Dyrektorka jednego z przedszkoli w Montargis na północy Francji wywołała kontrowersje postanawiając, że w imię szacunku dla "różnych wyznań" i wartości laickich, dzieci w jej przedszkolu nie odwiedzi święty Mikołaj. Zamiast niego będą kukiełki.
Jak wyjaśnia notka dyrektorki przedszkola, "w tym roku w imię szacunku dla różnych wyznań, jak i wartości szkoły laickiej, św. Mikołaj nie odwiedzi przedszkola". Rodzice oskarżają panią dyrektor o uleganie "presji kilkunastu rodzin muzułmańskich".
Protest
Decyzją o niewpuszczeniu św.

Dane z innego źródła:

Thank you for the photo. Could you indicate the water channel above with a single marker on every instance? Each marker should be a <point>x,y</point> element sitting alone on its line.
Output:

Mikołaja oburzył się mer Jean-Pierre Door w liście, którego kopię uzyskała agencja AFP. Zwyczajowo św. Mikołaj odwiedzał co roku przedszkole i rozdawał dzieciom prezenty. Zdaniem mera, wizerunek św. Mikołaja "nie ma wcale charakteru religijnego". - Na odwrót, raczej doskonale świecki charakter tego wizerunku już się utrwalił i wywodzi się z tradycji, do której jesteśmy przywiązani - dodał.